In the pudding club

by Colin McIntosh​
The world of food is subject to changing fashions just as much as clothes or music. Even if we don’t cook ourselves, we watch food shows on TV, we read about it in magazines, we swap recipes with our friends on social media, and we eat it in restaurants. Above all, we learn about new types of food when we travel. Ingredients and dishes from exotic and not-so-exotic places are a never-ending source of new imports to the English language. Here are some that have been recently added to the Cambridge English Dictionary.

Edamame, a Japanese dish consisting of soybeans in their pods that have been boiled in water with salt, is considered to be a superfood and is consumed (in small quantities) by supermodels. A grain from the Andes of South America, quinoa, another superfood, supposedly provides numerous health benefits, including having a low glycaemic index and being suitable for people who are glutenintolerant. Açaí, a fruit from Brazil, is also a superfood, and a very tasty one.

Italian food, always popular, gives us a steady supply of new foods to add to the old ones, including carbonara, a pasta sauce, and bruschetta, toasted bread with garlic, oil, tomato, etc. (Check the spoken pronunciation online in the Cambridge English Dictionary – no bru-shet-a, please!) But dishes from new countries have recently appeared on the international menu including ceviche, a raw fish dish that is the national dish of Peru, prepared by covering the fish in lemon or lime juice, and nasi goreng from Indonesia, a rice dish with pieces of meat and vegetables added.

For people who prefer a liquid lunch, caipirinhas (from Brazil) and mojitos (from Cuba) are on the cocktail menu, with craft beers and perries from microbreweries for beer and cider drinkers.

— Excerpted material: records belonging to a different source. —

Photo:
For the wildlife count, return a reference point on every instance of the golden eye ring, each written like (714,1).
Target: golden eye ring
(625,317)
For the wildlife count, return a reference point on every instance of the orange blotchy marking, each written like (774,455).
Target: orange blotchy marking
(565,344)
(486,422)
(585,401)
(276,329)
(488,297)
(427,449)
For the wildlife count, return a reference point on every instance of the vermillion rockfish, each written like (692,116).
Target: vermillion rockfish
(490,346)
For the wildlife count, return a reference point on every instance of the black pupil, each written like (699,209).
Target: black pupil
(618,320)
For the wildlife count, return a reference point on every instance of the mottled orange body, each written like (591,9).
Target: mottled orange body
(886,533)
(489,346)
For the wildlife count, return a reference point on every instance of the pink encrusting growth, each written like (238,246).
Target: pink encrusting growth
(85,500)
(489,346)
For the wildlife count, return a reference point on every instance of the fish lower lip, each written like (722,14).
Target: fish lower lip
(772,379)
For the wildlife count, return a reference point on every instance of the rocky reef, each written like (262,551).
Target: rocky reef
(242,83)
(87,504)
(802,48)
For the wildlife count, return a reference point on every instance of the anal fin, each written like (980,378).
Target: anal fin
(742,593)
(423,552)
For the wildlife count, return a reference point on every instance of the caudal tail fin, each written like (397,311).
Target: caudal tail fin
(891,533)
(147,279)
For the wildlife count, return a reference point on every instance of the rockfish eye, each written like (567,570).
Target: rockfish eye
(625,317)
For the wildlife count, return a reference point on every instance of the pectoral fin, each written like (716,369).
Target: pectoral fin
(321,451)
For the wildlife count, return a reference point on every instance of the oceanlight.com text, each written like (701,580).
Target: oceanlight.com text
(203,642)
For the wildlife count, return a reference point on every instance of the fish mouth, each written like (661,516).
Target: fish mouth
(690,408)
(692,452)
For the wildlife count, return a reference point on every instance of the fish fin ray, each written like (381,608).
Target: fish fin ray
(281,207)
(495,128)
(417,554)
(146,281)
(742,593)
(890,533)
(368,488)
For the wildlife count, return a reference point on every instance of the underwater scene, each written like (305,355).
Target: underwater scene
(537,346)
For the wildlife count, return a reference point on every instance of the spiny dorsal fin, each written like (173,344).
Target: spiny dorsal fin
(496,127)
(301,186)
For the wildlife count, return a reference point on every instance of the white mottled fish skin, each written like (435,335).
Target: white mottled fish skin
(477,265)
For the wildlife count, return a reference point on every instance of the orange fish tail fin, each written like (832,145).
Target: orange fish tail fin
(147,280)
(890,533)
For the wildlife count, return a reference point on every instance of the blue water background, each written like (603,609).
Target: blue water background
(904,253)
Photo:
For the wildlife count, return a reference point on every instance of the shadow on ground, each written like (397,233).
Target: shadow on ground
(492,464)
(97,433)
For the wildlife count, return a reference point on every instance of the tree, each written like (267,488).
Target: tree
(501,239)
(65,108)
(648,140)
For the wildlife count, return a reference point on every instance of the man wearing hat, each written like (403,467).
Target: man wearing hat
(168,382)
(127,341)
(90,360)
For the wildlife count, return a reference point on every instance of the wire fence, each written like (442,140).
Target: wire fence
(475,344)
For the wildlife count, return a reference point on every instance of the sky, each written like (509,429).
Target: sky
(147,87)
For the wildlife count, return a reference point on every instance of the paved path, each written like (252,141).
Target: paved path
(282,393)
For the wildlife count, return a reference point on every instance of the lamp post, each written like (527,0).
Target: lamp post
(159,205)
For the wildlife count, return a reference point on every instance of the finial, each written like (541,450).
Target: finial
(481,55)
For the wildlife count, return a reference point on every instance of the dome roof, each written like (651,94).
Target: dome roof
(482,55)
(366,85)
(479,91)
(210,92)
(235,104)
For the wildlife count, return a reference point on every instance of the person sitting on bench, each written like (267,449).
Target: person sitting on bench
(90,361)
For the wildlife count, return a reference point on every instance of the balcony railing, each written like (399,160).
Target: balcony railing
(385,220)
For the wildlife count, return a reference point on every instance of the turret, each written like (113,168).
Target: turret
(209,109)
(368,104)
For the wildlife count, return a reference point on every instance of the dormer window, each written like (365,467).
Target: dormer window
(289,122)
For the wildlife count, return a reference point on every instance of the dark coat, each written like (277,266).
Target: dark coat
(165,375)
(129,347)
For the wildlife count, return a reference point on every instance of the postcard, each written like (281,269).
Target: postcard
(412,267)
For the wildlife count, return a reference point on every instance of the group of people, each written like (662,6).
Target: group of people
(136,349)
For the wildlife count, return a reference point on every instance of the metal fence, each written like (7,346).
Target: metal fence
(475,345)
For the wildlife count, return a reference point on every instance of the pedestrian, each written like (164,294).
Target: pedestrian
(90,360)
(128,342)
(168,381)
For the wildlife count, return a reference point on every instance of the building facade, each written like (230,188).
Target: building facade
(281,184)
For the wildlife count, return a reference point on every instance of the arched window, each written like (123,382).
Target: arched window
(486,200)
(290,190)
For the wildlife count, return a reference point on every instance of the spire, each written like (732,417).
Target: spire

On the other hand, some people have chosen to go back to our earliest origins for their diet inspiration. When Homo sapiens emerged in the plains of Africa, their diet reflected what was available to them, and their biology (and ours, since we are the same species) evolved to thrive on it. People of the Paleolithic Period have inspired a diet craze, the paleo diet, that involves avoiding anything that has been around for less than 10,000 years:

She follows a paleo diet high in fruit, nuts, and lean meat, with no grains and no processed food.

Nothing beats an old-fashioned English pudding, though, and banoffee pie, Eton mess, and summer pudding round the meal off nicely. Just not all together, unless you want to look like you’re in the pudding club.